Well, it was the solenoids. I've had my cams for already 2 years so the solenoids have reached their lifetime however I opened up the cams and cleaned around each solenoid and the thing improved but not fully so as I had only one spare solenoid I had to try changing one at a time and then run the machine to see if it worked. I believe there is a way to take the solenoids apart and clean them inside. Does anyone know how to do it?


----------



## api (Nov 22, 2009)

I am glad that you could solve the problem and your machine is working again.

Solenoid: Now you have the wrong solenoid, so you know exactly the *manufacturer* and the *model number.* If I were in yur place I wouldn't start repairing an old solenoid. I'd shop around instead for a new one. Go to ColDesi, check their prices, go to the manufacturer (if it is FESTO, go there) and ask them about their prices. 

The solenoid is one of the most important part of the CAMS machine. Use them in perfect condition only.

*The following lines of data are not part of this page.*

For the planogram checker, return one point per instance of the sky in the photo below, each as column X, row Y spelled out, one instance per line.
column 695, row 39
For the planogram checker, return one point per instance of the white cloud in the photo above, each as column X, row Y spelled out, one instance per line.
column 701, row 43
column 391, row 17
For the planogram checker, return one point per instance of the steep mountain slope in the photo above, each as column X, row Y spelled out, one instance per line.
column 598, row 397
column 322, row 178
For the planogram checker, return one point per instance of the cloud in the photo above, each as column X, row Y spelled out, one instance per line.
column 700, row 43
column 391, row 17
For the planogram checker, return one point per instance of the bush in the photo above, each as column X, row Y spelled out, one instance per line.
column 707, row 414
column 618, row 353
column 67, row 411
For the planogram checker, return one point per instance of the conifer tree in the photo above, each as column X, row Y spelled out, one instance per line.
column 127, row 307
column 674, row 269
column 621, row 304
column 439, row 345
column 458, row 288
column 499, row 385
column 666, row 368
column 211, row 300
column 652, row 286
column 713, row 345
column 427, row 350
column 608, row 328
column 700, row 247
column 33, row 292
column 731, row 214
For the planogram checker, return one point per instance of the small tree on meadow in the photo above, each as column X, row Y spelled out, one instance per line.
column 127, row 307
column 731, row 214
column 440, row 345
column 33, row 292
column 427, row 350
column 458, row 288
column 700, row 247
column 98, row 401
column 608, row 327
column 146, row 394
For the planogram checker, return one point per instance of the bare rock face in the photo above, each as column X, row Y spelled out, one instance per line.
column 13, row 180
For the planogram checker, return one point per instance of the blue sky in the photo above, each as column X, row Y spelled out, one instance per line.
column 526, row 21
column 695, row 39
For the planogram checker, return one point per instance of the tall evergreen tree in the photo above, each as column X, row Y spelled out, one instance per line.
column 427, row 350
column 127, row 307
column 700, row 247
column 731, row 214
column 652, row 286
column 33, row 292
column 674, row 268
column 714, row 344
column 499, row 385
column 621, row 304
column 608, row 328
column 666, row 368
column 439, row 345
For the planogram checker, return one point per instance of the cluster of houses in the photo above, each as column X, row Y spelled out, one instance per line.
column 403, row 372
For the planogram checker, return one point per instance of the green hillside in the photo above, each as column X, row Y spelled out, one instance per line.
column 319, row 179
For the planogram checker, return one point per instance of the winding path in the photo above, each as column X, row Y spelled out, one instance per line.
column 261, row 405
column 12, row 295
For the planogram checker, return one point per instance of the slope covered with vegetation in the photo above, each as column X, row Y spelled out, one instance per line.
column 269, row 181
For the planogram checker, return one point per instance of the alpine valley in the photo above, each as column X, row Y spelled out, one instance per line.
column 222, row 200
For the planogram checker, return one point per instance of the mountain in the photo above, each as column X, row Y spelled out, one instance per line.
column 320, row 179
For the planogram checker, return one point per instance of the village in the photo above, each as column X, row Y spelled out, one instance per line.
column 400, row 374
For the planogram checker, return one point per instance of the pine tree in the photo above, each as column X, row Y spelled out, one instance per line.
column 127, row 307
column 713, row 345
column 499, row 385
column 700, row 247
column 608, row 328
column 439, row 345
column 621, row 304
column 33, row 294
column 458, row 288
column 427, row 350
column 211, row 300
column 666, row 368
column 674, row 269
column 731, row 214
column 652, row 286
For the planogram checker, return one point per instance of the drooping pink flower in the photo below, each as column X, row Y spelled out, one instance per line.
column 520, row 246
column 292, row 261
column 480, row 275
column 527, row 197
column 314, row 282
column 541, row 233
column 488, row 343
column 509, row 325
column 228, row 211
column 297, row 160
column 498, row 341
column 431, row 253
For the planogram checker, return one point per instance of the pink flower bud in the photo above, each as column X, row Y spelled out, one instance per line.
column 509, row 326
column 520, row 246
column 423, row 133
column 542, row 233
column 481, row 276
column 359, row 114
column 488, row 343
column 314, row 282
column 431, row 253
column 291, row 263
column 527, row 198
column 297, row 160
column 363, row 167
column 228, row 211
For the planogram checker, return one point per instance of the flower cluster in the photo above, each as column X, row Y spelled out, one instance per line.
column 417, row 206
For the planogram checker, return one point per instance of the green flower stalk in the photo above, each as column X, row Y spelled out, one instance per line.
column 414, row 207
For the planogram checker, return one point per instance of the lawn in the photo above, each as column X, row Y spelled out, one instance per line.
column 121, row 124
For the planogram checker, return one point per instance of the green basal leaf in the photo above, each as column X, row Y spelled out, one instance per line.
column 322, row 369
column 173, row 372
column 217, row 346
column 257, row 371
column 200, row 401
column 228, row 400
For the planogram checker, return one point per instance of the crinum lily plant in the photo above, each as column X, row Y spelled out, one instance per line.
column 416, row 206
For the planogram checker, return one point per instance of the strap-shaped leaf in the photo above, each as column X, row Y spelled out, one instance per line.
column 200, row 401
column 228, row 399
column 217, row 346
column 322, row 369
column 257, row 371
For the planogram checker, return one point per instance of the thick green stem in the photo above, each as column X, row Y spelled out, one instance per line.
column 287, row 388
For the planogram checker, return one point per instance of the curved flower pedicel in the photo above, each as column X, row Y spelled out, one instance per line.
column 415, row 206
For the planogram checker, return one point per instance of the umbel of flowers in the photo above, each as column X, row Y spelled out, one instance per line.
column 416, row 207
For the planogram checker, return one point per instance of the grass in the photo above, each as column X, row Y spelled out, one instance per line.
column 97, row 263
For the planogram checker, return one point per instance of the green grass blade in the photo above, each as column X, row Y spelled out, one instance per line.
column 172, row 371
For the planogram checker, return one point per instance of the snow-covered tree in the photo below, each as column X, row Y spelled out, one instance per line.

By the way: Do you have a chiller in your compressed air system? The moisture in the air is the enemy of the solenoids. Are you sure that you didn't allow water into the system?


----------



## sealove (Oct 1, 2010)

There wasn't moisture in there but some oil so I will need to add one more filter to the line, a good one. I don't have a chiller, I have 3 filters in line and a moisture absober so the cams filter has yet to see a drop of waterbut I think I need one more better filter in line an oil filter. My compressor is kind of letting some oil with compressed air.


----------



## api (Nov 22, 2009)

Yep, the oil filter is also important, but - sorry for being so pushy - I still have a feeling that you can have a moisture issue too. Here is why:

1.) I had (and still have) a large desiccant filter in line but for us it wasn't effective enough. 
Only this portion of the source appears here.